Spunddielen gegen die Unterspülung

Brücke und Mauer am Schwarzbach könnten im Rahmen der Fischtreppe-Arbeiten unterspült werden und einstürzen. Diesem neuen Problem begegnet der UBZ mit einem Spezialverfahren, das den Bau aber noch teurer macht.

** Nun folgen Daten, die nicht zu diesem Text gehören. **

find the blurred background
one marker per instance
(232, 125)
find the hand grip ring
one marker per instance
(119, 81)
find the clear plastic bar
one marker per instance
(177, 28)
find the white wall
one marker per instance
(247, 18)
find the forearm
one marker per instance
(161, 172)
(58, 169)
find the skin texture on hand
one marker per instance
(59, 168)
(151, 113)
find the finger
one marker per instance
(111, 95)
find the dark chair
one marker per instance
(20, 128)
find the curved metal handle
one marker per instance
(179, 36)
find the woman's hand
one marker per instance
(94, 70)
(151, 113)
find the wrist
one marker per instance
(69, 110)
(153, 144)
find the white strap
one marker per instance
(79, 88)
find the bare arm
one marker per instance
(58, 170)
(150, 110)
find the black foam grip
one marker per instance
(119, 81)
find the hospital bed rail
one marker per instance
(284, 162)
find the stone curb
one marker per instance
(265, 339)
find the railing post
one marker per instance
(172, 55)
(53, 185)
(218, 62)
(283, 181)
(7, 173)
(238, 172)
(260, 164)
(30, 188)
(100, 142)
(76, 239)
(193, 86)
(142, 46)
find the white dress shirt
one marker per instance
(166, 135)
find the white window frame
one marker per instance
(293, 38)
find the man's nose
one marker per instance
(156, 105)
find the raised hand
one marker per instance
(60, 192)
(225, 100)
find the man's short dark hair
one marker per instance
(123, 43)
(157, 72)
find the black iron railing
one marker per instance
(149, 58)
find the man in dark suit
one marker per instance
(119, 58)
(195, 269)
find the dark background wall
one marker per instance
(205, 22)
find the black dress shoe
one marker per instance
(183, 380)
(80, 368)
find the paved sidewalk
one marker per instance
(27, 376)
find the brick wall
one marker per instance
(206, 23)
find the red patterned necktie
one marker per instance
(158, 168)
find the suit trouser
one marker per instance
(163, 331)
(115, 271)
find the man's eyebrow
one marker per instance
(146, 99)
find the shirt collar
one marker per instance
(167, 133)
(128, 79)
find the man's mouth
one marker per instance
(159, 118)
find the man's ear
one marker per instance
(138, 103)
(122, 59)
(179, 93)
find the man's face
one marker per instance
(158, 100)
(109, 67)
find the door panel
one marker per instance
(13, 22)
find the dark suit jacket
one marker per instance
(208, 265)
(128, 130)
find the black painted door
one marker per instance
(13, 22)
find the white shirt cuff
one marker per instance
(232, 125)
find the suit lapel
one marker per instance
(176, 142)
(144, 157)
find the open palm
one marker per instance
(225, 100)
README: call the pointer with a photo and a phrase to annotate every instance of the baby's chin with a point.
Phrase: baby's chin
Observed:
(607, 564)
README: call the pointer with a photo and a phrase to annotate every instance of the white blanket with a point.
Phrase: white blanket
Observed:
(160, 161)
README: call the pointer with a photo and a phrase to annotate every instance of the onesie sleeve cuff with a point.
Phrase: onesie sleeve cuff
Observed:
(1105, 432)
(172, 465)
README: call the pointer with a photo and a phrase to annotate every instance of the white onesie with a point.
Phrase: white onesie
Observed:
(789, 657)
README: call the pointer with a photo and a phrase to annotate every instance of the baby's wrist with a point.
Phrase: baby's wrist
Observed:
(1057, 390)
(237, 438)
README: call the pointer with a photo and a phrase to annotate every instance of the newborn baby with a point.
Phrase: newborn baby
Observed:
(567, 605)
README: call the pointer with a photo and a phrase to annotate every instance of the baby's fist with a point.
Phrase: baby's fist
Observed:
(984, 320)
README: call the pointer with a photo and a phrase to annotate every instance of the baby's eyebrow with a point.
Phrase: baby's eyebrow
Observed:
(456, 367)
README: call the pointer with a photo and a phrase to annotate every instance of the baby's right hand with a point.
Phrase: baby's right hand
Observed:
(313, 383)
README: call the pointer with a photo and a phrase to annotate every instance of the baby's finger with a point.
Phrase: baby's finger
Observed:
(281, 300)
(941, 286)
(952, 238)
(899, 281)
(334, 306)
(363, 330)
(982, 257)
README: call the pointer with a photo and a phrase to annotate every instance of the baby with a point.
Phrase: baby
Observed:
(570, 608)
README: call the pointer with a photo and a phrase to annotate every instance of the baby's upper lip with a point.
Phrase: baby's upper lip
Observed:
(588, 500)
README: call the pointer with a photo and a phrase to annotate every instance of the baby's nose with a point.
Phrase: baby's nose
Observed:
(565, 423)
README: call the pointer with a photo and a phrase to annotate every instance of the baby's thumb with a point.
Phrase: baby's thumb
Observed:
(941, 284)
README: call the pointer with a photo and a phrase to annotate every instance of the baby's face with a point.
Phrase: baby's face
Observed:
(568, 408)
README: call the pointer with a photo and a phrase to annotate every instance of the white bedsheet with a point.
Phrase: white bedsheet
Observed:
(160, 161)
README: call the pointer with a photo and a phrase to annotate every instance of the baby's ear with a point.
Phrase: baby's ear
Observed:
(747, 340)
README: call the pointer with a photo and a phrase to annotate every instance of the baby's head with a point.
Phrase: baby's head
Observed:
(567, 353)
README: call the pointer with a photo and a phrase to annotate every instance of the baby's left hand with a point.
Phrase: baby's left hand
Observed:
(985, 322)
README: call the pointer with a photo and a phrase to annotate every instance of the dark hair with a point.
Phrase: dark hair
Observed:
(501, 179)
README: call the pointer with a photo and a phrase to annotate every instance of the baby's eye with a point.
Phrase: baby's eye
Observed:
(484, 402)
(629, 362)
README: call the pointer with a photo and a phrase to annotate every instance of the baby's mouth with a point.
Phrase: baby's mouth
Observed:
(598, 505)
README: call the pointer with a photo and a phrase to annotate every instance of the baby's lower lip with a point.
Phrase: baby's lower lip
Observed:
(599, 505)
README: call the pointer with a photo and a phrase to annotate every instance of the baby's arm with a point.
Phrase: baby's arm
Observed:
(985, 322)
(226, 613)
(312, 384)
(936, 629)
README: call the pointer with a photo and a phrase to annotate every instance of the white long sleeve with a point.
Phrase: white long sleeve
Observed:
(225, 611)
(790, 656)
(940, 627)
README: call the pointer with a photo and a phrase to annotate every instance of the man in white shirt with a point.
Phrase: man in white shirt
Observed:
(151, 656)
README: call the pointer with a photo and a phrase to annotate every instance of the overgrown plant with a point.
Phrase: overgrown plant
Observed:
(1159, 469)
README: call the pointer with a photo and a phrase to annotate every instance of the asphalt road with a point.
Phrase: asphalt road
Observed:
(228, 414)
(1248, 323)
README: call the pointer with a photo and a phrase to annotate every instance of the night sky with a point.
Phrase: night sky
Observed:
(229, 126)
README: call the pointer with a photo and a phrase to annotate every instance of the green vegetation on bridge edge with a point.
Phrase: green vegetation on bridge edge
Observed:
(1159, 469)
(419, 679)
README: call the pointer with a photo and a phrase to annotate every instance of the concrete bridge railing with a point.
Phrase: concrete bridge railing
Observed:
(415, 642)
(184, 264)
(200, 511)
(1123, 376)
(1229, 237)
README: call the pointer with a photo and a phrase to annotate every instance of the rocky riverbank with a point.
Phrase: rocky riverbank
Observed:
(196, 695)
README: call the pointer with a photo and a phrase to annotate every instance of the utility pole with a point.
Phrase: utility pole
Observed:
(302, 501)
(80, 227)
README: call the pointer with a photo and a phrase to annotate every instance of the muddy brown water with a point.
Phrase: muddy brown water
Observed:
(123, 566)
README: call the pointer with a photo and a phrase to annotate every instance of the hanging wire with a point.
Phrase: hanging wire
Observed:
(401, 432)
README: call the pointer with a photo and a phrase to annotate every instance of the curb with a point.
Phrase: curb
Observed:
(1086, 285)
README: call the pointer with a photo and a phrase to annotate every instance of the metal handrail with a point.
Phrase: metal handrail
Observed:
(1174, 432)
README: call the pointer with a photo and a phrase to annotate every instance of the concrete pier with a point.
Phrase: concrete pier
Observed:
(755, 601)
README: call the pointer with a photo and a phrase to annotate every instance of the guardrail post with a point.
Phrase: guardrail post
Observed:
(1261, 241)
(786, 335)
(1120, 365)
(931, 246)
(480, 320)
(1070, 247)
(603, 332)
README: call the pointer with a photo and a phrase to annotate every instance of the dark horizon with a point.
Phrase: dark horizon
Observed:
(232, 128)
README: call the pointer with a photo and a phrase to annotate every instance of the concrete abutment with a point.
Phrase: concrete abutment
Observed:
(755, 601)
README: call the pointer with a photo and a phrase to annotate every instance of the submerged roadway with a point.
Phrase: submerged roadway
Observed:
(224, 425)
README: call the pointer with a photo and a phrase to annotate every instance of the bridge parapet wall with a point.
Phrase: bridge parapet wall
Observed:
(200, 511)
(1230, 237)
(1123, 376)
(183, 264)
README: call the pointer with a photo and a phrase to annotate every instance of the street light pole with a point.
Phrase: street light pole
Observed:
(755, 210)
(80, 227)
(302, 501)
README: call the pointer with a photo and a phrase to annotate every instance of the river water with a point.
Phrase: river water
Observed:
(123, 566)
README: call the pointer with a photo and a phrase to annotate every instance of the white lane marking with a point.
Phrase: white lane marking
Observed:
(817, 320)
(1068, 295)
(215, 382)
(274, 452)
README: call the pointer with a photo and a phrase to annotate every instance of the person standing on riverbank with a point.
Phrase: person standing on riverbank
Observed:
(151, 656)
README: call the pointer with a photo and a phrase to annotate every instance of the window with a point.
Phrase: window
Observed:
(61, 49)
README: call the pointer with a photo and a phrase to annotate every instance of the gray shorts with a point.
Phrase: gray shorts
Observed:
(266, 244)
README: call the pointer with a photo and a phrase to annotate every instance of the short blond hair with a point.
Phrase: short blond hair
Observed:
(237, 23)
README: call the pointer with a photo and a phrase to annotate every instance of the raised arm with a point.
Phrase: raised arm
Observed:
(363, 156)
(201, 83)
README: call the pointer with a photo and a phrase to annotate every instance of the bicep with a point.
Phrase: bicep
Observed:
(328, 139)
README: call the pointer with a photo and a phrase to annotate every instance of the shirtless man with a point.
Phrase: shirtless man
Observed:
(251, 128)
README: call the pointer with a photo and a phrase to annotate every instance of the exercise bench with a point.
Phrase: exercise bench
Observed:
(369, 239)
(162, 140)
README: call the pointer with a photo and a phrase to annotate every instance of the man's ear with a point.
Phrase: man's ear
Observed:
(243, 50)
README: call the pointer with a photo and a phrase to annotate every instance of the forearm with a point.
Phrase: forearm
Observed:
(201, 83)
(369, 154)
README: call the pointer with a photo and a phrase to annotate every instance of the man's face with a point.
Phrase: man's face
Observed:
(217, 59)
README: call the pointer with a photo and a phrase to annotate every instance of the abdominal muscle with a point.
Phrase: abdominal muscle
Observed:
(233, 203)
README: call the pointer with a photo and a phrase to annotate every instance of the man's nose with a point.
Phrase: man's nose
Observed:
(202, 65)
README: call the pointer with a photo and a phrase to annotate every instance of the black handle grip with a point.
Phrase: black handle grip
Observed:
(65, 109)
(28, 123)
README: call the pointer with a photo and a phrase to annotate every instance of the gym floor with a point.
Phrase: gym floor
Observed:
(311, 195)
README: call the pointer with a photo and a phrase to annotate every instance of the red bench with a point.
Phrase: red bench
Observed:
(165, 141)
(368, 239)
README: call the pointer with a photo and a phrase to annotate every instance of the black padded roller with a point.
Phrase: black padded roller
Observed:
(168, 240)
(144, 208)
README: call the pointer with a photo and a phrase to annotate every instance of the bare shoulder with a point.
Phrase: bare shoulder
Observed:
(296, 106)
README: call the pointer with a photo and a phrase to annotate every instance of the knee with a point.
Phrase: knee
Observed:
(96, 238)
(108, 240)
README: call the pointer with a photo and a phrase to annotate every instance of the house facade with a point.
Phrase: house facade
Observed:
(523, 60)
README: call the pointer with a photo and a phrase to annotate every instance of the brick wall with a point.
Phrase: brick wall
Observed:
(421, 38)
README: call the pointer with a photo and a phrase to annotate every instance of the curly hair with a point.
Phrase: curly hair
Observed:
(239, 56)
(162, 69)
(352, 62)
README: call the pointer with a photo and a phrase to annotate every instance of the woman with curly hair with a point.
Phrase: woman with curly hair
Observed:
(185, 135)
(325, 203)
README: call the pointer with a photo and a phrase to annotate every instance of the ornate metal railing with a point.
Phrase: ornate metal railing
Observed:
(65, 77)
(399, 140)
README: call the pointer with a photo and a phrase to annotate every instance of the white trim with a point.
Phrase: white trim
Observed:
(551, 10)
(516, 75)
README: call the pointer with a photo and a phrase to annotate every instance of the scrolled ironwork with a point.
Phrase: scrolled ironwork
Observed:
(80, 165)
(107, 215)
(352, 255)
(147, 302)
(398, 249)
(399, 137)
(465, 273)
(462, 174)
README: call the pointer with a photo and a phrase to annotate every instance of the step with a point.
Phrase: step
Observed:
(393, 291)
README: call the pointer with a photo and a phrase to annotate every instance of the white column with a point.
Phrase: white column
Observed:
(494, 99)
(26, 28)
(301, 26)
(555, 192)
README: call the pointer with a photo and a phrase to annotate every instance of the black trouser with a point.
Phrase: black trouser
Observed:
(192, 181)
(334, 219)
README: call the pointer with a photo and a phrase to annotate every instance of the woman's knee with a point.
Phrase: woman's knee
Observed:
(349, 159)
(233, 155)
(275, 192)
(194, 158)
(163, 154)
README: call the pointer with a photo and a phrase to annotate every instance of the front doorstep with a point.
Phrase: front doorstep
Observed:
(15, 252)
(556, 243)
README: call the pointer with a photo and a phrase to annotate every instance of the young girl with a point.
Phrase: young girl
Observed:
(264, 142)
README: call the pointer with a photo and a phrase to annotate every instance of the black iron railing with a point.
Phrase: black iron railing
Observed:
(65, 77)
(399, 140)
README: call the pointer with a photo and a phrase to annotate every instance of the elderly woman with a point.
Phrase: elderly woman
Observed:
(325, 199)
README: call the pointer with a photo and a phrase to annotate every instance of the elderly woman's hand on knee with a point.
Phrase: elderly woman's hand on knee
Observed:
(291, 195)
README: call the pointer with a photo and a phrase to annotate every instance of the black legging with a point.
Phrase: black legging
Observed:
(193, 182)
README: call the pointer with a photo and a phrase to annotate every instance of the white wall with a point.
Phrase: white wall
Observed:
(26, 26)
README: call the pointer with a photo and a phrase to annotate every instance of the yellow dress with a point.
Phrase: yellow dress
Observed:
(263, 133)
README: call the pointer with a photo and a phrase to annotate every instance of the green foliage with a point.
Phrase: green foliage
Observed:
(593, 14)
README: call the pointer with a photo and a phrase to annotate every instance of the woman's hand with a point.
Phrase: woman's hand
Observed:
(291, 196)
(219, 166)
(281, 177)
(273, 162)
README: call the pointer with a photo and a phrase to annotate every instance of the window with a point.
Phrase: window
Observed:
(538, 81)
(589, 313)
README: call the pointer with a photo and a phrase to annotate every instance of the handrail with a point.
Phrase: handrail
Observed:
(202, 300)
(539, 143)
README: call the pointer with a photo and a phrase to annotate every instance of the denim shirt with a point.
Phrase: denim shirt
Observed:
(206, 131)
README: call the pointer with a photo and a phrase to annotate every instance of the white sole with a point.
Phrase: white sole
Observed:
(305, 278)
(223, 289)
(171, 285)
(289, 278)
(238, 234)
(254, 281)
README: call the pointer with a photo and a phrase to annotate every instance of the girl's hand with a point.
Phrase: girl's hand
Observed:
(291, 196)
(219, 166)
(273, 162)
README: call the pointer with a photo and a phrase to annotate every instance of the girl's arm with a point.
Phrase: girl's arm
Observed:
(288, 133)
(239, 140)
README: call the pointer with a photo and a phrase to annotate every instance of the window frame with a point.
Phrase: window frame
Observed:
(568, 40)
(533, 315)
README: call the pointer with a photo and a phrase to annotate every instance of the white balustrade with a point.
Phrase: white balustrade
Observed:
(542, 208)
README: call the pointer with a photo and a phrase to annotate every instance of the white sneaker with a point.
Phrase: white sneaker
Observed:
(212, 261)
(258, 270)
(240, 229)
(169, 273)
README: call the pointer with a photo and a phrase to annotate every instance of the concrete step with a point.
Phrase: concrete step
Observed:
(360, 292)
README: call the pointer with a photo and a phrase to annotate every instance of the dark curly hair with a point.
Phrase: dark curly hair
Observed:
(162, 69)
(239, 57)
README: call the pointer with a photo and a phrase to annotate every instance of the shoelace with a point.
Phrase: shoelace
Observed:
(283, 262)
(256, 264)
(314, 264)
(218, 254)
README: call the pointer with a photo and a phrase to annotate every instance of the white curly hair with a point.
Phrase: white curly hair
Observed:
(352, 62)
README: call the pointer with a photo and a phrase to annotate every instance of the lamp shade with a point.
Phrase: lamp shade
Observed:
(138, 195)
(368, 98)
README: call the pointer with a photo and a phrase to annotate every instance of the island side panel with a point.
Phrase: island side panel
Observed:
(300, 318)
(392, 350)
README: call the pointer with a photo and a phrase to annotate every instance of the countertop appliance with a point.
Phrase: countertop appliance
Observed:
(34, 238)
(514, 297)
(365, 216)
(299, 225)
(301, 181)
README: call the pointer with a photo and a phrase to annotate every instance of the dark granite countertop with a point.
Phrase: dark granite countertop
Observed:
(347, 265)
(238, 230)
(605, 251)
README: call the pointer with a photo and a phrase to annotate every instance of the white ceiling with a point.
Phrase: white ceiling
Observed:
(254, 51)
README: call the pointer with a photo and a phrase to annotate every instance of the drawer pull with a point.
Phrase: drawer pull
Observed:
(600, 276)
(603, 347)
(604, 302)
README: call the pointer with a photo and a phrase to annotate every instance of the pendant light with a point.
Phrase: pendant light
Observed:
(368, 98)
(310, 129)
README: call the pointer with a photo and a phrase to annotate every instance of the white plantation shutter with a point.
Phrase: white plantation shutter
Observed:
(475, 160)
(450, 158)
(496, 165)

Die Stadt muss beim Bau der Fischtreppe an der Schließ ein Spezialverfahren anwenden, damit die Fußgängerbrücke am Wehr und die Mauern in diesem Bereich des Schwarzbachs nicht unterspült werden. Das erklärte Nicole Hartfelder, die Zuständige beim Umwelt- und Servicebetrieb (UBZ), gestern im Ratshauptausschuss. Demnach hätten Bodenuntersuchungen im Vorfeld keine Hinweise auf dieses Problem - eine "Riesensandsteinplatte bis zu einem Meter Dicke und eine Kiesschicht darunter" - ergeben. Der Bachlauf müsse in der Mitte zwei Meter ausgehoben werden, um ein trapezförmiges Betonteil zu setzen. Brücke und Mauern hätten dort seitlich ein Fundament, das höher als die Sohle dieses zu setzenden Trapezprofils liege. Das Wasser könnte also aus der Sohle gedrückt werden und die Fundamente ausspülen. Insbesondere bei der Brücke - an ihr verlaufe eine Gashochdruckleitung nach Niederauerbach und Mörsbach - sei dann einsturzgefährdet, auch die Mauern könnten in sich zusammenfallen. Mit sogenannten Spunddielen, die eine Abdichtung gegen das Wasser bieten, vermeide man dieses Problem. "Auch die Tiefgarage der Post ist so gebaut", erklärte Hartfelder. Mit der ausführenden Baufirma Theisinger und Probst habe man gesprochen, heute stehe ein Termin zwischen ihr und einer Spezialfirma an, die die Arbeiten als Subunternehmer durchführen solle. Ein Angebot solle in zwei Wochen vorliegen, bei der Kostenberechnung habe man sich eine Obergrenze von 80 000 Euro gesetzt und 20 000 Euro zusätzlich für Theisinger und Probst kalkuliert. Die Stadt trage zehn Prozent der Kosten, also 10 000 Euro. Bei zwei Gegenstimmen passierte das Vorhaben den Ausschuss.